A group of computer scientists have found an unorthodox but potentially groundbreaking new platform to study artificial intelligence: the wildly popular video game Minecraft.
Microsoft bought the maker of the popular video game, in which players use characters to explore and build projects in what amounts to a boundless virtual sandbox, for a reported $2.5 billion in 2014, according to PC Mag, and researchers for the tech giant are now using the game to try to solve one of AI’s toughest challenges: what researchers call "general intelligence," the complex way humans learn, principally through trial-and-error, and make decisions.
AI research has reached the point that computers can be programmed to carry out specific, complicated tasks, like understanding and translating speech, very well – even better than an average adult. Getting computers to learn a new skill from scratch, however, has proved more difficult.
Researchers working on Microsoft's Project AIX in New York, for example, have been working to teach an AI agent in Minecraft to learn from scratch how to climb to the top of a hill, navigating hurdles like rivers and lava pits and learning from its failures.

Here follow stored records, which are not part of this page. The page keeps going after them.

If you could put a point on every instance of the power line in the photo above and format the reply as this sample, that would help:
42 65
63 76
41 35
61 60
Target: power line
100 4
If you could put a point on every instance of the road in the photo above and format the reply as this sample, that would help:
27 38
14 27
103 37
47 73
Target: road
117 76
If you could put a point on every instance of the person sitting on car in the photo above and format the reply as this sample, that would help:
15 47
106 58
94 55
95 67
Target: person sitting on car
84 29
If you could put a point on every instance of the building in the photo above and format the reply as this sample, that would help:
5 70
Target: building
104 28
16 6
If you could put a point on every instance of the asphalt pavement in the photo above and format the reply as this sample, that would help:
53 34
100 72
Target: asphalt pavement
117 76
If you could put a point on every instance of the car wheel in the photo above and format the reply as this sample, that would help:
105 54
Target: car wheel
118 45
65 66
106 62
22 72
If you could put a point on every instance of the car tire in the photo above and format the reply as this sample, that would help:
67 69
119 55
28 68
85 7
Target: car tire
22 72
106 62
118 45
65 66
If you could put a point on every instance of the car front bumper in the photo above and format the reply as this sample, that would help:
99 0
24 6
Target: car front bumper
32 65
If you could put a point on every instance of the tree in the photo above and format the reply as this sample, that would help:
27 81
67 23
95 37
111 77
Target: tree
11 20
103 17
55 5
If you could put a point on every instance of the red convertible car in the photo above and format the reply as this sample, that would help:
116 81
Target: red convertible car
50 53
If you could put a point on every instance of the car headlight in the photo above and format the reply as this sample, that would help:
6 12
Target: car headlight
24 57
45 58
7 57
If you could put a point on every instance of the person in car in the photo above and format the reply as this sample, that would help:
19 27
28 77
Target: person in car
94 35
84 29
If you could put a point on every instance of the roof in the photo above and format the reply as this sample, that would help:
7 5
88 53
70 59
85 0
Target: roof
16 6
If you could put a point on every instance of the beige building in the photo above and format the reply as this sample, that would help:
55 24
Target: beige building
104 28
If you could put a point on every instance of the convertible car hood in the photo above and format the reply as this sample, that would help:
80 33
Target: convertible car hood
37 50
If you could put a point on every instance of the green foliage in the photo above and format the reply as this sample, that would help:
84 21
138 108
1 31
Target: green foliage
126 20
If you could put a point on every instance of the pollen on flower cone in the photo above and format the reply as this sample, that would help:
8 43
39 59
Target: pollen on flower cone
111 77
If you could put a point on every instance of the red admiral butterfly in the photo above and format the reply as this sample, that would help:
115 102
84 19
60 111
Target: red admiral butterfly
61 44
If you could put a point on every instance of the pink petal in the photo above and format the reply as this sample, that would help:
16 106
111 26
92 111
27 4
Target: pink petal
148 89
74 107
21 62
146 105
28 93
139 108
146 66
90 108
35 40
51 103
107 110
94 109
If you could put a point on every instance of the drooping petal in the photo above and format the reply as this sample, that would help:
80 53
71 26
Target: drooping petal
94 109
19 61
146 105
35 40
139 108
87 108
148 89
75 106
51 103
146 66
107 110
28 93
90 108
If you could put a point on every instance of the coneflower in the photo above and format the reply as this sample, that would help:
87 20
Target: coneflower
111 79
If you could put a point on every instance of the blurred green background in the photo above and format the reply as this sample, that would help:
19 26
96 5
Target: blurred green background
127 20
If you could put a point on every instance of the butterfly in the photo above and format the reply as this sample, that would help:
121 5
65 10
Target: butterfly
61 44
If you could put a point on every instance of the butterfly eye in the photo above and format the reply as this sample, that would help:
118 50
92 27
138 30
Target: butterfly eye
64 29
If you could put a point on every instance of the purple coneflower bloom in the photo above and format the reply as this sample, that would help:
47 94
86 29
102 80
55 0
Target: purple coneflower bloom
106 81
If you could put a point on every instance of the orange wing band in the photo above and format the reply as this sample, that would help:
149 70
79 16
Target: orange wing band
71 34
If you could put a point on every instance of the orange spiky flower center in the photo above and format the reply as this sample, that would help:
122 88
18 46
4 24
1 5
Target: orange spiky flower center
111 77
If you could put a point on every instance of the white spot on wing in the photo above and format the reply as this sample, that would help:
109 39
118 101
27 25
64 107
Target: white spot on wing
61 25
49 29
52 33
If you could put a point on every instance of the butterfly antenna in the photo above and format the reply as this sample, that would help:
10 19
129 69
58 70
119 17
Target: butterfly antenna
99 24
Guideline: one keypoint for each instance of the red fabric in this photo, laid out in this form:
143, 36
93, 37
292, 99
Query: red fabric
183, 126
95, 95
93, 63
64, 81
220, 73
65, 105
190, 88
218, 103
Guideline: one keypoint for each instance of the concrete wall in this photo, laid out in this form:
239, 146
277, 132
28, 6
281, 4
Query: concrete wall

"We're trying to program it to learn, as opposed to programming it to accomplish specific tasks," said Fernando Diaz, a senior researcher on the project, in a Microsoft blog post.
AI researchers, the blog post adds, "are able to take tiny slices of that total awareness and build tools that do one thing, like recognize words, but they haven’t been able to combine them in the way the humans do effortlessly."
Robert Schapire, a principal researcher in Microsoft's New York lab, added in the blog post: "The things that seem really easy for [humans] are actually the things that are really difficult for an artificial intelligence."
Besides the five-person Microsoft research team, the company has also made the platform available, via a private beta, to a small group of academic researchers. In Minecraft, AI researchers have a cheap and simple, but endlessly vast and complex, platform on which to experiment.
Jose Hernandez-Orallo, a professor at the Technical University of Valencia in Spain and one of the academics given early access to the software, told the BBC that at the moment "there is nothing comparable."
"This is state-of-the-art," he added. "And this is just in its beginnings, so I see many possibilities for it."
In the summer, the software will become available to the public via an open-source license, then everyday gamers will be able to participate in the research, with AI agents able to work with and, yes, learn from human-controlled agents.
"We're looking for opportunities where we can really help accelerate the pace of artificial intelligence innovation in a way that is going to be very close to the real world, with real experiences and real data," said Evelyne Viegas, director of artificial intelligence outreach at Microsoft Research, according to the company’s blog post.